La cuenta emocional (y 2)

Martes, 9 diciembre, 2008

Terminamos ya con este tema que empezamos en “cometas en el cielo” y continuamos con “la cuenta emocional (1)”, donde vimos por qué las buenas relaciones humanas, y especialmente las más prolongadas -familia, trabajo, amistad, etc.- exigen ingresos continuos en eso que denominábamos “cuenta emocional”, por el desgaste de la vida diaria -goteo continuo de pérdidas y salidas-. Hoy nos planteamos esta pregunta: ¿Qué hacer cuando estamos en “números rojos”? Lo más práctico es salir cuanto antes de los números rojos y llegar pronto a niveles de cierta solvencia emocional en esa relación. ¿Cómo se hace esto? Veamos.

Habrá que tener pequeñas atenciones, por ejemplo; mostrar un mayor interés por él o ella, escucharla y comprenderle. Dedicarle más tiempo, y procurar ponerse más en su lugar. Hacerle sentir que se le acepta como es, que se le quiere ayudar a mejorar respetando lo más posible sus ideas y su personalidad.

Probablemente no logres mejoras rápidas ni espectaculares, porque quizá hay muchos números rojos y no somos capaces de hacer ingresos tan rápidamente: bien porque tenemos ingresos bajos (poco hábito de preocupación efectiva por los demás); o bien porque tenemos grandes y arraigados hábitos de gasto (por egoísmo, impaciencia, irascibilidad, susceptibilidad, distancia emocional, etc.); o bien porque somos de carácter cíclico o inestable, y hacemos grandes ingresos hoy pero mañana lo despilfarramos todo tontamente.

Lo peor es cuando, a veces, uno no sabe si está acertando o no, porque a lo mejor piensas que estás haciendo ingresos y resulta que estás haciendo una auténtica sangría en esa famosa cuenta… Por eso es importante considerar que en las relaciones humanas no basta con tratar a los demás como quisieras que te trataran a ti, porque quizá hay cosas que a ti te agradan y a esa otra persona no, o cosas que nosotros consideramos triviales pero que para ella son muy importantes.
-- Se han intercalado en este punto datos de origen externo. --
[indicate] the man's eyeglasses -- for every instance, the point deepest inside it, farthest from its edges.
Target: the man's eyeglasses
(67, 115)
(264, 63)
Hay que asegurar, por ejemplo, que nuestros intentos de acercamiento no se produzcan en momentos inoportunos y generen nuevos rechazos. Y comprobar que no hay una profunda falta de comprensión mutua que haga que esa relación se esté construyendo sobre cimientos minados.

Otras veces, a lo mejor piensas que algo ha sido un error sin más trascendencia, y resulta que él, o ella, le dan una importancia enorme… Hay multitud de pequeños detalles que, aun siendo cosas objetivamente pequeñas, en la subjetividad emocional de la otra persona pueden ser llegar a ser muy grandes.

Pero, por fortuna, ese efecto, que observamos que se produce en sentido negativo ante pequeñas faltas de respeto o consideración, breves enfados, sencillas promesas incumplidas, etc., puede producirse igualmente en sentido positivo ante sencillas muestras de afecto, de reconocimiento, de deferencia, de lealtad, etc.

Todo lo que sea esforzarse por conocer y recordar esas cosas que cada uno valora de modo especial es verdadera muestra de buena convivencia para poder así hacerles la vida más agradable. Todo el mundo valora en mucho los detalles, entre otras cosas porque por lo general las personas suelen ser más sensibles de lo que aparentan.